In answer to the second question, yes, you can tell Summit dogs sitting ringside. If nothing else gives it away, then Beth being at the end of the lead will. You can also tell dogs with Rush Hill influence almost instantly. Once you see it, you can't unsee it if that makes sense. East Coast people should be able to recognize Gold-Rush dogs instantly (now that the daughter-in-law has taken over, you will start seeing more Gold-Rush on the West Coast). But again, being able to recognize these styles takes time and going to shows. Nothing replaces seeing the dogs in person and taking notes - either mentally or physically.


----------



## Tagrenine (Aug 20, 2019)

Thank you!! It definitely sounds like it takes a lot of time ringside and around the dogs to develop this eye. I can sort of see different styles, but don't have enough experience to say who they're from/their breeding. It is very hard to tell on a screen the kind of differences that I want to be able to see. And to confirm, as long as they fall into the breed standard, no one style is more correct than the other, they just fall into personal preference right?


----------



## ArkansasGold (Dec 7, 2017)

Tagrenine said:


> Thank you!! It definitely sounds like it takes a lot of time ringside and around the dogs to develop this eye. I can sort of see different styles, but don't have enough experience to say who they're from/their breeding. It is very hard to tell on a screen the kind of differences that I want to be able to see. And to confirm, as long as they fall into the breed standard, no one style is more correct than the other, they just fall into personal preference right?


That depends on how you view the standard. There are styles out there that I don't think are wholly correct based on my understanding of the breed standard, but they still win, so. This question could open a big can of worms. LOL


----------



## Megora (Jun 7, 2010)

Tagrenine said:


> Yeah I've noticed that grooming makes a huge difference in presentation. I had remembered reading that Goldens are not supposed to be clipped like a setter or spaniel, but I don't think I've seen US breeders doing that.


AKC Handlers DO do a modified version - though not as extreme.










Refer to the red lines above. It's stripping fur close on the neck and under jaw while encouraging the furnishings to flow straight down.... we all do this to a certain extent to reduce stuffiness around the necks and smooth out the necklines.

But there are handlers who do extra along those red lines. There is an angle in front which is created or embellished with thinning shears or even handstripping in front. Creative grooming. Sculpting, etc. 

You just do not see the throat area stripped back like a setter/spaniel like they do overseas. I'm not kidding - looked at all crufts winners a couple years ago and all the spaniels, setters, and retrievers had the same clip. >.< 



Tagrenine said:


> So it's more likely that it's popular sire influence versus a specific breeder breeding to the standard differently than another? And it sounds like it takes a keen eye to notice subtle differences between kennels. So there is not one kennel known for "this style head" versus "this bone density"?

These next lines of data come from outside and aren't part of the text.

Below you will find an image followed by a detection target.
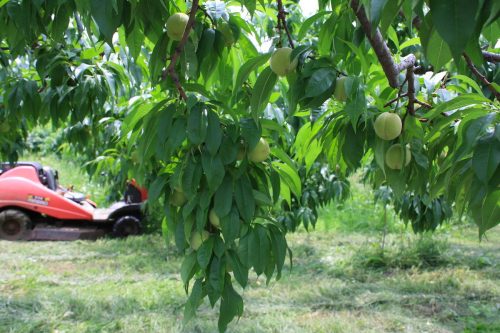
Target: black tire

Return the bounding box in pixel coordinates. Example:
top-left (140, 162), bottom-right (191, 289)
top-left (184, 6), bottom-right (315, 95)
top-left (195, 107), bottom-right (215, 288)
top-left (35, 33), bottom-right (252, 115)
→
top-left (112, 215), bottom-right (142, 238)
top-left (0, 209), bottom-right (31, 241)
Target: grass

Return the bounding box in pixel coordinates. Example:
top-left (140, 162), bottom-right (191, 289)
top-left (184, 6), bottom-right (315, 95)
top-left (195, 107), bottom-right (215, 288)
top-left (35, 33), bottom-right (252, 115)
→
top-left (20, 154), bottom-right (108, 207)
top-left (0, 224), bottom-right (500, 332)
top-left (0, 156), bottom-right (500, 333)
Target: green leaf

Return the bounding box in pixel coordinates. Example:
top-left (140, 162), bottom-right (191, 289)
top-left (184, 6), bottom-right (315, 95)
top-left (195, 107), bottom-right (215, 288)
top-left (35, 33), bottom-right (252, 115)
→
top-left (208, 256), bottom-right (225, 293)
top-left (196, 237), bottom-right (214, 270)
top-left (342, 126), bottom-right (365, 169)
top-left (219, 136), bottom-right (239, 165)
top-left (149, 32), bottom-right (169, 84)
top-left (250, 67), bottom-right (278, 117)
top-left (370, 0), bottom-right (388, 29)
top-left (429, 0), bottom-right (479, 57)
top-left (234, 174), bottom-right (255, 222)
top-left (181, 252), bottom-right (197, 287)
top-left (249, 225), bottom-right (271, 275)
top-left (233, 53), bottom-right (271, 95)
top-left (196, 29), bottom-right (215, 64)
top-left (214, 173), bottom-right (233, 216)
top-left (183, 278), bottom-right (203, 323)
top-left (304, 68), bottom-right (337, 98)
top-left (218, 274), bottom-right (243, 333)
top-left (297, 11), bottom-right (331, 40)
top-left (220, 206), bottom-right (241, 244)
top-left (205, 110), bottom-right (222, 155)
top-left (472, 135), bottom-right (500, 185)
top-left (227, 250), bottom-right (248, 288)
top-left (425, 30), bottom-right (452, 71)
top-left (479, 190), bottom-right (500, 235)
top-left (90, 0), bottom-right (123, 47)
top-left (270, 228), bottom-right (288, 279)
top-left (201, 150), bottom-right (226, 191)
top-left (187, 103), bottom-right (208, 145)
top-left (273, 161), bottom-right (302, 198)
top-left (240, 118), bottom-right (262, 150)
top-left (148, 177), bottom-right (167, 201)
top-left (127, 21), bottom-right (144, 59)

I think refer back to the other thread and you can see all the different looks and styles there are because of popular sires and then also different breeders with different visions when it comes to what they believe the golden retriever should be, etc. 

Some of the older and bigger names in the breed established very set looks/styles many years ago and they've been consistent ever since. And newer breeders around them developed their lines from those older breeders, etc...


----------



## Malcolm's Mom (Jul 14, 2012)

Ugh. You had me look up Crufts winner photos. Lovely dogs, but those clipped necks...


Megora said:


> You just do not see the throat area stripped back like a setter/spaniel like they do overseas. I'm not kidding - looked at all crufts winners a couple years ago and all the spaniels, setters, and retrievers had the same clip. >.<


----------



## Tagrenine (Aug 20, 2019)

Oooo thank you!! That helped explain things a lot. You really don't quite get how much grooming goes into presenting a show dog until you're the one trying to learn the grooming. The other thread has helped me a lot! I went back and explored the descendents and ancestors of those dogs, trying to get a feel about different lines. I realized some are more distinct than others, but there is a lot of consistency among some breeders.


----------



## Ljilly28 (Jan 22, 2008)

The breeder and judge Doug Johnson speaks about this in some videos- about the master breeders who have internalized type ( true to the breed standard) , and go on to make an impactful artistic, consistent interpretation ( style) of their own. A typee dog, a dog of good breed type, may be from careful breeding or even a lucky accident. However, a breeder who is able to both produce dogs true to the breed standard and of a recognizable style that's theirs is very rare and a splendid accomplishment.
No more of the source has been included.